Speech recognition is a natural outgrowth of text recognition. If you fast forward 13 years from Marissa Mayer’s disclosures (an eternity in tech), it’s easy to see that many if not all of Google’s efforts in consumer products are directed at perfecting a product that was not the one they told the world (including many judges and librarians) that they were interested in. A cynic might think of this kind of thing as consumer fraud on a truly debased scale.

Google is not alone in developing “large language models”. Common Crawl and other developers of large language models seem to be in the business of crawling and copying all the pages on the Internet (kind of like the Wayback Machine and the Internet Archive’s mass digitization effort under the guise of “emergency”) and repurposing that data into a large language model that can be uses for a variety of artificial intelligence purposes. Notably, one recent application of LLM is Meta/Facebook’s Galactica AI tool that purports to “write” scientific papers. You can read all about it in Gary Marcus’s Substack post, A Few Words About Bullshit. But just because Zuck flopped again doesn’t mean that someone else won’t develop an LLM machine with a cool sci-fi name that will make bullshit sound real which is kind of like AI versions of medical illustrations. Not so great.

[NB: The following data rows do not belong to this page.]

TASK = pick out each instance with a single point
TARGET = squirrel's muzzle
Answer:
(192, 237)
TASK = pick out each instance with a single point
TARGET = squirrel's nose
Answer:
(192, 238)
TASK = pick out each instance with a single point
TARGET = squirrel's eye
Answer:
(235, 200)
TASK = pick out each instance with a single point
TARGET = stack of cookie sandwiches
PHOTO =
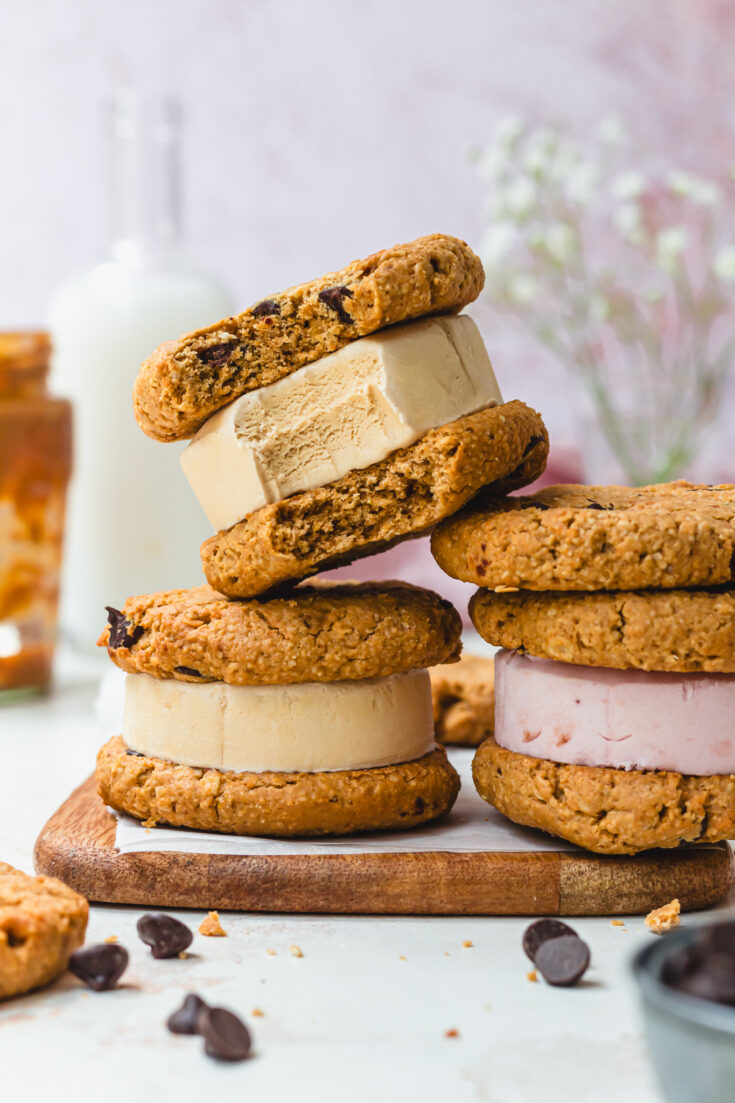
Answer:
(616, 684)
(328, 421)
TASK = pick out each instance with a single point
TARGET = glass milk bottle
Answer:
(134, 525)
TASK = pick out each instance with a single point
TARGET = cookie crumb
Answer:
(212, 928)
(662, 919)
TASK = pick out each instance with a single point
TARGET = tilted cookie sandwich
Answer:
(329, 432)
(187, 381)
(616, 687)
(309, 714)
(464, 697)
(42, 922)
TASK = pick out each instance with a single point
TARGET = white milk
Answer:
(134, 524)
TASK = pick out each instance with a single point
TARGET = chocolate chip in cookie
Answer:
(121, 633)
(332, 297)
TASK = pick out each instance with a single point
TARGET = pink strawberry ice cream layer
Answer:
(626, 719)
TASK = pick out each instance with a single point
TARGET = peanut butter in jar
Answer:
(35, 463)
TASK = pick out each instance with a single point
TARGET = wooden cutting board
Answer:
(77, 845)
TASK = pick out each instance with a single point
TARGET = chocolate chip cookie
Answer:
(371, 510)
(594, 538)
(185, 381)
(279, 804)
(605, 810)
(317, 632)
(42, 922)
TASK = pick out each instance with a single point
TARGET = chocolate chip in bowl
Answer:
(686, 985)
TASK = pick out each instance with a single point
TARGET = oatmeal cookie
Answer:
(594, 538)
(185, 381)
(279, 804)
(42, 922)
(373, 509)
(605, 810)
(684, 631)
(317, 632)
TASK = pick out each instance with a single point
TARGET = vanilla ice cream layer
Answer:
(347, 410)
(289, 728)
(626, 719)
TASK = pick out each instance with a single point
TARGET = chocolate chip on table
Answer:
(185, 1018)
(541, 931)
(99, 966)
(563, 961)
(166, 935)
(266, 308)
(332, 298)
(119, 625)
(225, 1036)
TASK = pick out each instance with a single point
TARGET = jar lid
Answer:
(24, 359)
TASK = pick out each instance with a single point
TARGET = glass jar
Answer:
(35, 462)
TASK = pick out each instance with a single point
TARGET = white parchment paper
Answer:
(471, 826)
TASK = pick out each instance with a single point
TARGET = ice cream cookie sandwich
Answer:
(614, 706)
(338, 418)
(309, 714)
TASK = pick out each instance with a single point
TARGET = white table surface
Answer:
(350, 1020)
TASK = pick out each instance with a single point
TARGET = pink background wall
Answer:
(318, 131)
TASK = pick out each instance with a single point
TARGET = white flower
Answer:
(497, 242)
(492, 162)
(539, 150)
(582, 183)
(700, 191)
(611, 131)
(724, 264)
(521, 288)
(560, 242)
(670, 245)
(566, 159)
(627, 220)
(520, 196)
(509, 130)
(628, 185)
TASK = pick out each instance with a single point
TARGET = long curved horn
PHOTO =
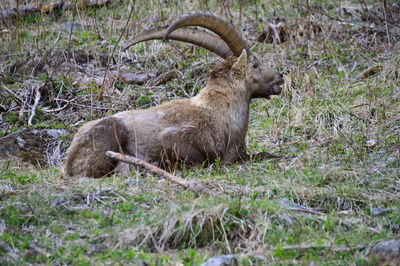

Make no mistake, this started when Google tried to deflect attention away from digitizing all the world’s culture for fun and profit by calling it the digital Library of Alexandria. An odd choice because we know what happened to the real one which was controlled by various kings and was hardly “public” as we would use the term today. History teaches that the real Library of Alexandria was more like The Citadel in Game of Thrones. Which strongly suggests that the attempt at analogy is simply inapt and confirms that Google Books is merely another grift designed to distract like a game of thimblerig.

While Marissa Mayer tells us of Google’s true motives in the 2010s, it’s now all getting merged into Google’s artificial intelligence and robotics defense contracting. The total of mankind’s cultural treasure has become a mishmash and as my investor friend said, if it was ever illegal it would be made legal because there’s too much money in it.

When it comes to AI, no one is leaving it to chance. No lawsuits this time, no appeals, no class actions. No, sir.

As The Trichordist noted, Google’s ex-Executive Chairman is writing the rules.